Sometimes the alleged victim is even the perpetrator. Kean University student Kayla McKelvey pleaded guilty this past summer for having fabricated threats against black students like herself, sowing panic over the campus.

What has Rabbi Sherer to do with all this?

Well, my first encounter with the man who later hired and mentored me as Agudath Israel’s spokesperson, was an unexpected phone call.

It was the mid-1980s, and I was a high school rebbe in Providence, Rhode Island. Occasionally, though, I wrote opinion pieces, for the Providence Journal and various Jewish weeklies.

One piece I penned was about bus stop burnings that had been taking place in religious neighborhoods in Yerushalayim. Advertisements on the shelters in religious neighborhoods displayed images that offended the sensibilities of the local residents. Scores of the offensive-ad shelters were vandalized or torched; and, on the other side of the societal divide, a group formed that pledged to burn a shul for every burned bus stop shelter. It was not a pretty time.

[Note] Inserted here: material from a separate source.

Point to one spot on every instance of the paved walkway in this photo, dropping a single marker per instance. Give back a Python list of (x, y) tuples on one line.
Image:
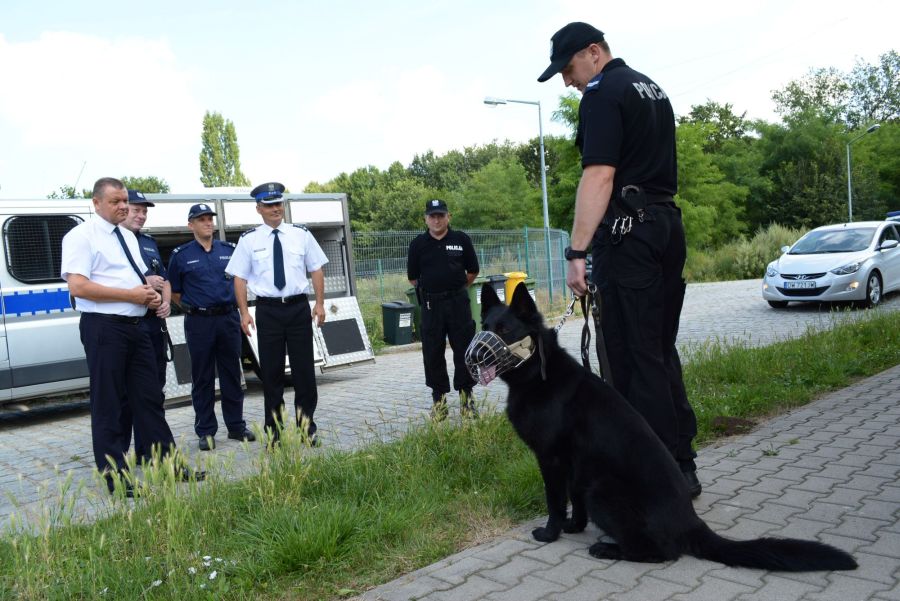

My article was an attempt to convey the motivation of the bus-stop burners, wrong though their actions were. Imagine, I suggested, a society where hard, addictive drugs were legal, freely marketed and advertised. And a billboard touting the drugs’ wonderful qualities was erected just outside a school. Most people might never think of defacing or destroying the ad, but would probably understand the feelings of someone who did take things into his own hands. For a chareidi Jew, I wrote, gross immodesty in advertising in his neighborhood is no less dangerous, in a spiritual sense, and no less deplorable.

Rabbi Sherer had somehow seen the article and he called to tell me how cogent and well-written he had found it. But, he added – and the “but,” I realized, was the main point of his call – “my dear Avi, you should never assume that the culprits were religious Jews. Never concede an unproven assertion.”

I was taken aback, since hotheads exist everywhere. But I thanked my esteemed caller greatly for both his kind words and his critical ones. I wasn’t convinced, though, that my assumption had really been unreasonable.

To my surprise, though, several weeks later, a group of non-religious youths were arrested for setting a bus stop aflame, in an effort to increase ill will against the religious community. How many of the burnings the members of the group, or others like them, may have perpetrated was and remains unknown. But Rabbi Sherer had proven himself (and not for the first or last time) a wise man.

To be sure, there may be, and probably are, haters out there who are harassing citizens they don’t like, or putting their lack of artistic talent and good will on public display. Their actions rightly evoke our outrage.

But it’s important to remember, even amid outrage, that accusations are easily made, but assumptions shouldn’t be.